Based on Research Conducted at OSLC

There are alarming disparities in the prevalence of mental health disorders and suicide between youth with a history of foster care involvement (FCI) and their peers. The few preventive interventions specifically designed for youth with FCI have generally examined effects on less specific, immediate “problem” behaviors rather than specific mental health disorders. By leveraging data from seven randomized control trials, the current project could positively impact the lives of these youth by enabling us to understand if and for how long preventative interventions implemented early in life may have positive impacts on the mental health of youth with FCI, as well as the mechanisms through which the interventions may operate, and for which subpopulations the interventions might be most efficacious.

Project Overview

Youth with a history of foster care involvement (FCI) have a 200–400% greater chance of reporting a lifetime or past year mental health problem (Havlicek, Garcia, & Smith, 2013), and are 3.5 times more likely to commit suicide (Katz et al., 2011), than their peers. There are few preventive interventions specifically designed for these youth, and those that exist have generally examined effects on less specific, immediate “problem” behaviors rather than long-term specific mental health disorders.

 

The current project uses integrative data analysis (IDA) to harmonize data across seven dual-focused caregiver–youth randomized control trials of interventions designed specifically for youth with FCI that shared underlying theories of change (yielding an ethnically diverse combined sample of 1,925 youth at baseline and over 6,500 person-by-time assessments that cover multiple periods of youth development from ages 5–15 years at baseline). This study addresses key questions about both crossover and long-term intervention effects on multiple mental health outcomes in youth with FCI that no one study has examined in the past or could answer alone.
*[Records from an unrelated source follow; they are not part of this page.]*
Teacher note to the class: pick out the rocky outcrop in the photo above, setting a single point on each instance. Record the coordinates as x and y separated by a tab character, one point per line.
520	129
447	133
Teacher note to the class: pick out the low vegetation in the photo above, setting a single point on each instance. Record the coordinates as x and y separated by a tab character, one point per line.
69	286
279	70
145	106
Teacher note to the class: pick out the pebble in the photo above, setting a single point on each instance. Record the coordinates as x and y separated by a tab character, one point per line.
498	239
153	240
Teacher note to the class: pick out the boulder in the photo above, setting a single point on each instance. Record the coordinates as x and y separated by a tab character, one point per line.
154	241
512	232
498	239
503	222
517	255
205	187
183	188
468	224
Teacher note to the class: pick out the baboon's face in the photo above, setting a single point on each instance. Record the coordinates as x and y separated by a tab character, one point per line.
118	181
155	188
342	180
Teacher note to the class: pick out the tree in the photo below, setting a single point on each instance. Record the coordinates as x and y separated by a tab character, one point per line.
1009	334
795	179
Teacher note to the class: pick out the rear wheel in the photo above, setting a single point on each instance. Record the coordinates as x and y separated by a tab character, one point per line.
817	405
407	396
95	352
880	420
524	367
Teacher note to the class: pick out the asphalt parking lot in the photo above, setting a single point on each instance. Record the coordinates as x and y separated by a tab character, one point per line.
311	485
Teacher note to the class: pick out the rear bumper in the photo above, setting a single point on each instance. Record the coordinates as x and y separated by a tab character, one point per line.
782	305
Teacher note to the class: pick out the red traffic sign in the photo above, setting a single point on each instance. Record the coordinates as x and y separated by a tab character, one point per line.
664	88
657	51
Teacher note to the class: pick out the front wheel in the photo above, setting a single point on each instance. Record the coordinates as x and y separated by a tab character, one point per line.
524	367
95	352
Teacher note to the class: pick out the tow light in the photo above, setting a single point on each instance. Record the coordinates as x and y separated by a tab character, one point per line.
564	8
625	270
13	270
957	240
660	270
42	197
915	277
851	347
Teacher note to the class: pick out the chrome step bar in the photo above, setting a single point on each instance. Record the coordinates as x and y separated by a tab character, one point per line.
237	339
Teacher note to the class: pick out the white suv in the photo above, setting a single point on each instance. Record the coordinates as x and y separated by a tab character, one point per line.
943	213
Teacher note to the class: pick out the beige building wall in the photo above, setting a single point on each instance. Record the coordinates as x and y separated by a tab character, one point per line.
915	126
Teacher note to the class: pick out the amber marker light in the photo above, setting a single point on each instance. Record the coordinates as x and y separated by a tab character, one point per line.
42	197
Efficacy of the interventions on symptoms of five classes of mental health outcomes (depression and anxiety, suicidality, thought problems and psychosis, posttraumatic stress disorder, and aggression and violence) are being examined.

 

Using IDA to leverage multiple datasets, the current project could positively impact the lives of youth with FCI by enabling us to understand if and for how long preventative interventions implemented early in life may have positive impacts on the mental health of youth with FCI (Aim 1), as well as the mechanisms through which (i.e., improved parenting skills and decreased youth emotional and behavioral dysregulation; Aim 2) and for which subpopulations the interventions might be most efficacious (Aim 3).

 

Year Project Began: 2020
Funder: National Institute of Mental Health

Principal Investigator

Stacey S. Tiberio, Ph.D.

Research Scientist
Oregon Social Learning Center

Active Research Projects

Primary Research and Clinical Interests

Dr. Tiberio is a methodologist and quantitative psychologist with primary research interests in longitudinal data analysis — or the modeling of how processes change over time. In particular, she is interested in time-dynamic transactional models, which apply concepts of self- and co-regulation to understand the uni- and bi-directional relationships within and between processes.

Dr. Tiberio’s substantive research interests predominately focus on gaining a better understanding of how individuals’ physical and mental health may be influenced by their own behaviors, the behaviors of those around them and their social contexts. Dr. Tiberio is particularly interested in violence prevention, and identifying risk and protective factors of violent and antisocial behaviors.